Laboratory materials

COVID-19, or another pandemic like it, is expected to be part of our lives for the foreseeable future. As a result, medical laboratory sciences will continue to be vital parts of the health-care system in identifying, tracking and ultimately stopping the spread of viruses, prompting health authorities across the country to adjust in kind.
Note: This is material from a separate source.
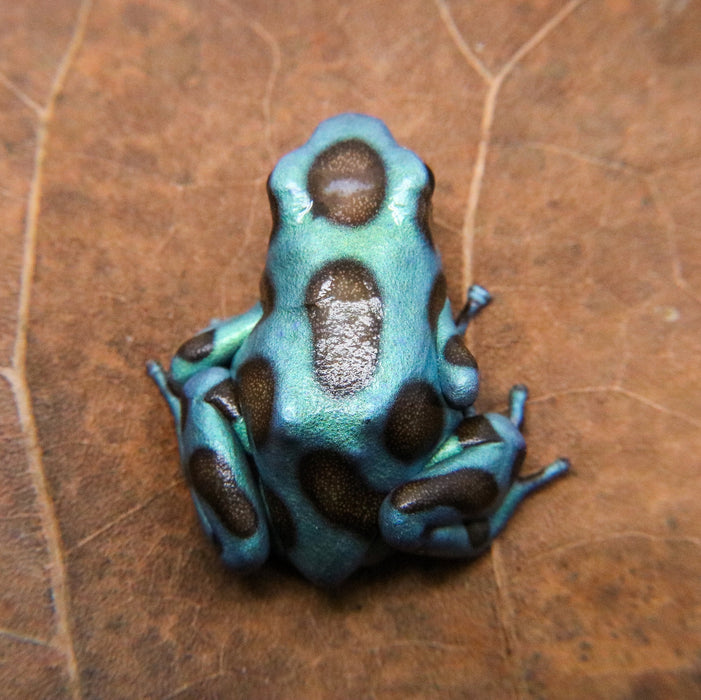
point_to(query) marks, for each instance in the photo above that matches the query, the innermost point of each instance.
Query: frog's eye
(423, 206)
(347, 183)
“The interior health authority in B.C. has essentially prepared for this to be around for a long time,” Saran says. “When new positions in the COVID-testing department were created, they were permanent. So I think Interior Health knew they would need extra laboratory technologists for the foreseeable future.”

The evolving landscape has prompted the MLS program at the U of A to make adjustments as well. In addition to a program overhaul that began in 2020, Purdy says that the program has begun adding different options for students to expand their skill sets, such as in bioinformatics and expanded molecular genetics.

“We're trying to position graduates of the future to have some more of these skill sets that are going to lend themselves to managing viruses like COVID,” says Purdy. “All areas of science and medicine have advanced so quickly and the lab is part of that.”

“Ultimately, we're all really proud of all our graduates, that they had the resiliency to make it through what was not an easy time for them,” Purdy says. “Their clinical training was paused in the spring of 2020, their senior year was so different. But they've made it through. We’re so proud that they're all going to be out there and contributing.”